1. Introdução
A contratação de planos de saúde é hoje majoritariamente realizada por meio da modalidade coletiva (empresarial ou por adesão). Essa prevalência decorre, em grande parte, da escassez de oferta de planos individuais/familiares no mercado, em razão das limitações regulatórias impostas pela ANS quanto aos reajustes.
Nesse cenário, proliferaram os chamados “falsos coletivos”, contratos formalmente coletivos, mas que, na prática, abrigam apenas o núcleo familiar do titular.

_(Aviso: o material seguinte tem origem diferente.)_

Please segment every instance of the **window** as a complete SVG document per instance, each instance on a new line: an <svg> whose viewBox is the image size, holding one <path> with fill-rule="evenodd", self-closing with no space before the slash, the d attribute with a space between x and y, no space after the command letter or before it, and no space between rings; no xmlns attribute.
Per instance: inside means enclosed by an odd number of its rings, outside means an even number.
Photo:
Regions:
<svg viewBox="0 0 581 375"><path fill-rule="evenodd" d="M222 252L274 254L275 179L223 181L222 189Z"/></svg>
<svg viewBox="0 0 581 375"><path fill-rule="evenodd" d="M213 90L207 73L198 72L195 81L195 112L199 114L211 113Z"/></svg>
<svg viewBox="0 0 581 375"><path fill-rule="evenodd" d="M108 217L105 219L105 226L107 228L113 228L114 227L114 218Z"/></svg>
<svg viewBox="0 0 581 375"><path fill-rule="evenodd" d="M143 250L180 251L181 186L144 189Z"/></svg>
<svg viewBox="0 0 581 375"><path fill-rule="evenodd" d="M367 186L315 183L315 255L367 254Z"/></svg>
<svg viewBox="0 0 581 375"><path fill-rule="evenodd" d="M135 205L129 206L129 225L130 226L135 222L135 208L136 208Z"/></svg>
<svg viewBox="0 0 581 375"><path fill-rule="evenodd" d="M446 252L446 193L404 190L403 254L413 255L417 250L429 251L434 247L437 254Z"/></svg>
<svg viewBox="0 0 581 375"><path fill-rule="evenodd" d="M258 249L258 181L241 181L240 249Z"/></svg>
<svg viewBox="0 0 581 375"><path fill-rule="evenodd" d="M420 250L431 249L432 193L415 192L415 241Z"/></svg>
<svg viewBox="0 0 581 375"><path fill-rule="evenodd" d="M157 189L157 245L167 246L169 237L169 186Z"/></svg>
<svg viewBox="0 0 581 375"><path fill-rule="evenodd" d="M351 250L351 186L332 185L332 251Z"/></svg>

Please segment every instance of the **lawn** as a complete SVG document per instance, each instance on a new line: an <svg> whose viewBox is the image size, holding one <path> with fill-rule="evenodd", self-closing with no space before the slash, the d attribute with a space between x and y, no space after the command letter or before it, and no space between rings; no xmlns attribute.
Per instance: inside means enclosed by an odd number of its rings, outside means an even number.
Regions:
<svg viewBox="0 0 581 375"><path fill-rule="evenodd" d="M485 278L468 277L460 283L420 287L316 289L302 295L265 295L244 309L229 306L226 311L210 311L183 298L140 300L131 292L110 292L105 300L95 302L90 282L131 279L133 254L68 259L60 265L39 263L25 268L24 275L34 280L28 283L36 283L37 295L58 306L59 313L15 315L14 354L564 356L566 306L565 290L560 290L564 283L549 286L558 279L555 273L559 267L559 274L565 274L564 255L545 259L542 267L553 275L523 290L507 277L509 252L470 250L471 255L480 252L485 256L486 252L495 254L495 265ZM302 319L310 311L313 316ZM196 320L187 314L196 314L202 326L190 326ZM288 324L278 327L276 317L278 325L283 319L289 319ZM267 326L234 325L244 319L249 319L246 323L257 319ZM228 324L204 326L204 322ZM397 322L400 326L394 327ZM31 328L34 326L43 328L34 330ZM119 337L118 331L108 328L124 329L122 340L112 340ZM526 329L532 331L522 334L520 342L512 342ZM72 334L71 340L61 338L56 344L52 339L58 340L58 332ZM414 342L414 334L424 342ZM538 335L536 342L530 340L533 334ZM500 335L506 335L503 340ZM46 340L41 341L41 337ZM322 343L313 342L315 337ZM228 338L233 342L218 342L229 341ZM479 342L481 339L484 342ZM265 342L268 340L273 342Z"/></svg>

Essa prática representa um desvirtuamento da lógica regulatória, trazendo sérios riscos ao consumidor.
2. O Contexto Normativo
• Planos Individuais/Familiares (PF): reajuste anual limitado pela ANS.
• Planos Coletivos: reajuste livre, pactuado contratualmente entre operadora e pessoa jurídica contratante.
Com o tempo, muitas operadoras deixaram de oferecer planos individuais justamente para escapar da regulação de preços, direcionando os consumidores a planos coletivos, inclusive para pequenos grupos formados apenas pelo titular e seus familiares.
3. Caracterização dos “Falsos Coletivos”
O plano coletivo por adesão ou empresarial pressupõe:
• A existência de uma pessoa jurídica contratante, que represente um conjunto de beneficiários (empregados, associados, sindicalizados etc.);
• Um grupo minimamente heterogêneo, que justifique a lógica da mutualidade.
Entretanto, quando o contrato é firmado por um CNPJ sem atividade econômica real (ou com atividade meramente formal) e contempla apenas o titular e seus familiares, estamos diante de um plano coletivo artificial — em verdade, um plano individual disfarçado.
4. Problemas Gerados pelos Falsos Coletivos
• Reajustes abusivos: como não há controle da ANS, as operadoras aplicam aumentos muito superiores aos praticados nos planos individuais.
• Fragilidade contratual: famílias ficam expostas a condições mais onerosas e a rescisões unilaterais, prática vedada nos planos individuais.
• Desvirtuamento da regulação: ao permitir essa prática, o mercado contorna o objetivo de proteção ao consumidor da Lei nº 9.656/98 e da própria atuação da ANS.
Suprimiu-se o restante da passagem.